Abstract

Background: Postoperative adjuvant RT is recommended in node positive and positive resection margins patients after radical surgery (RS) in GBC. However there are no guidelines to suggest the regions to be irradiated. Our aim is to compare whether EFRT or LFRT improves outcomes. Methods and Materials: Records of GBC patients who underwent adjuvant chemo-radiotherapy after RS, between January 2007 and December 2014 were reviewed. Demographic data, histopathological data, target delineation, RT treatment planning details, concurrent chemotherapy, side-effects of treatment, and survival data were collated. Patients were treated with either of two techniques: Localised field RT [LFRT] [from 2007-2010] or Extended field RT [EFRT] [from 2011-2014] along with concurrent 5-FU/capecitabine. LFRT involved RT to GB bed, peri-portal, common hepatic artery (CHA) and coeliac lymph nodes and EFRT involved RT to GB bed, peri-portal, CHA, coeliac, gastro-duodenal, superior mesenteric and para aortic lymph nodes. The RT dose was 50.4 Gy/28fractions/5.5 weeks. Loco-regional recurrence rate (LRR), Overall (OS) and Disease free Survival (DFS) was computed with Kaplan Meier method.Results: Out of 60 patients reviewed, 30 were treated with EFRT and 30 with LFRT. There was no significant difference in the acute and late side-effects between the two techniques.

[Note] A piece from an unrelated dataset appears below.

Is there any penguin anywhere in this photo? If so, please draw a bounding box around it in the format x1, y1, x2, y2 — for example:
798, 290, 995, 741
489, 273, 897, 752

At a median follow-up of 44 months (range 36-120 months), 37.5 % patients developed LRR (13.3 % vs 40% in EFRT and LFRT, p = NS).The median OS was not reached (NR) vs 42 months and the median DFS was NR vs 30 months in EFRT vs LFRT respectively (p=0.01 and 0.016). The 5 year OS was 80% vs 42% and 5 year DFS was 80% vs 40% for EFRT and LFRT respectively (p=0.01 and 0.016). Conclusions: Based on our findings, we conclude that EFRT reduces LRR and improves survival in patients with absence of lymphovascular space invasion (LVI) and perineural invasion (PNI). This observation is hypothesis generating and merits validation in a randomised study.